Mãe de Apollo, de 9 anos, ela ressalta que um aspecto positivo da profissão é poder conciliar o trabalho no terminal com a atenção ao filho. “Trabalhamos em turnos com três horários diferentes: das 7h às 15h, das 15h às 23h e das 23h às 7h. Em seis dias faço o turno da manhã, folgo dois dias e no próximo turno entro à tarde. Na outra semana, faço a madrugada e assim por diante. São horários flexíveis e, assim, passo mais tempo com o meu filho, vou às reuniões da escola e passeio com ele”.


Em relação aos seus colegas homens, Carla afirmou que há muito respeito entre todos e disse que espera inspirar outras mulheres a ingressarem na profissão. Atualmente, a DP World possui 219 mulheres no seu quadro funcional e registrou um aumento de 10% da presença feminina no setor operacional em relação ao início do ano passado.

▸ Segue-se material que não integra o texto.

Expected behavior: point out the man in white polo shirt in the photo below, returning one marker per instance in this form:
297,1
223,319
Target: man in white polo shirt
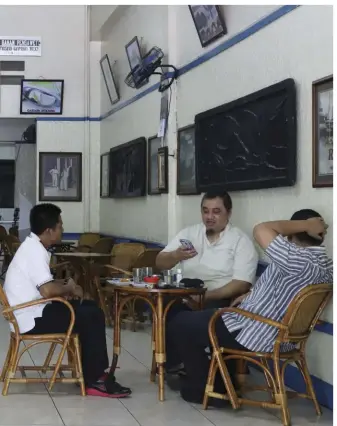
29,278
223,256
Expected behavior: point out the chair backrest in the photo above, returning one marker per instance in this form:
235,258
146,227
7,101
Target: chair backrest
125,255
104,245
89,239
305,310
148,258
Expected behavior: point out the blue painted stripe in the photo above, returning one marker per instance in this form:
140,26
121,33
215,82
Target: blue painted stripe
253,29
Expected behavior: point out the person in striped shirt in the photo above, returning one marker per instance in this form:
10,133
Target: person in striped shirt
297,260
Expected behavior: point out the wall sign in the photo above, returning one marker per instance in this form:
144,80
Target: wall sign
20,46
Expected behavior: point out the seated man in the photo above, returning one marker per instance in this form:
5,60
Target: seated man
223,257
296,262
29,278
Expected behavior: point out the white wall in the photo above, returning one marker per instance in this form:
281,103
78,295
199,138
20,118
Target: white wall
288,48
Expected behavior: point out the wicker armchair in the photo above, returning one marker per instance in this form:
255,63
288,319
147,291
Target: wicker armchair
299,321
69,343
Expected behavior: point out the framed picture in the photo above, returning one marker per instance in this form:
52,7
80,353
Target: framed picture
322,133
109,79
134,55
105,160
41,97
208,23
154,144
186,171
128,169
60,176
163,169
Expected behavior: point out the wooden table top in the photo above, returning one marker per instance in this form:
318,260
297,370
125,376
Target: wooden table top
82,254
146,290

Carla Santana é uma das três mulheres operadoras de RTG da DP World Santos. Apaixonada por máquinas e equipamento, ela quer operar portêiner
Carla Santana é uma das três mulheres operadoras de RTG da DP World Santos. Apaixonada por máquinas e equipamento, ela quer operar portêiner   Foto: Divulgação

Nos trilhos


Um acaso do destino levou a encarregada de operações ferroviárias do Grupo Cesari, Elaine Lopes, de 45 anos, para as atividades operacionais da empresa, um ambiente majoritariamente masculino. Elaine trabalhava no setor de expedição da empresa, em Cubatão, quando a greve dos caminhoneiros foi deflagrada, em 2018. A paralisação, que gerou um caos logístico no País, mudaria sua vida profissional.


Segundo Elaine, em um dos dias da greve, os manobradores da Cesari não conseguiram chegar no terminal a tempo de operar um trem que estava programado, pois o ônibus em que estavam ficou parado no bloqueio dos manifestantes. Ela acabou assumindo a responsabilidade. “Eu não esperava. Consegui chegar na Cesari, apesar do trânsito, e meu supervisor me ligou. Eu recebi o trem e, desde então, me apaixonei pela ferrovia”.

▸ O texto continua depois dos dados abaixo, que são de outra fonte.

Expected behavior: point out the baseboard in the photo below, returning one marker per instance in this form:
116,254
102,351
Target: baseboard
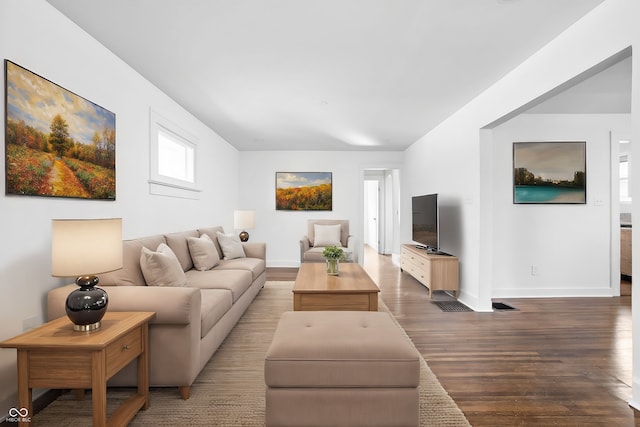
39,404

A experiência inédita e bem sucedida foi determinante para a sua mudança do setor administrativo para o de operações ferroviárias. “Tenho 12 anos de casa (Cesari) e já rodei vários setores porque sou muito inquieta. Na época da greve, trabalhava no setor de balança ferroviária, onde pesava os vagões. Resolvi ir para logística quando fui até a área e fiquei encantada pelo trabalho bruto. Depois disso, comecei a estudar sobre ferrovias”.


Foi como manobradora que ela ingressou nas operações ferroviárias. Atualmente, Elaine coordena uma equipe de manobra e via permanente (manutenção dos trilhos) formada integralmente por homens e tem como missão lidar com três operações simultâneas, que movimentam 120 mil contêineres e 100 mil toneladas de fertilizantes por mês entre o Porto de Santos e Rondonópolis (MT).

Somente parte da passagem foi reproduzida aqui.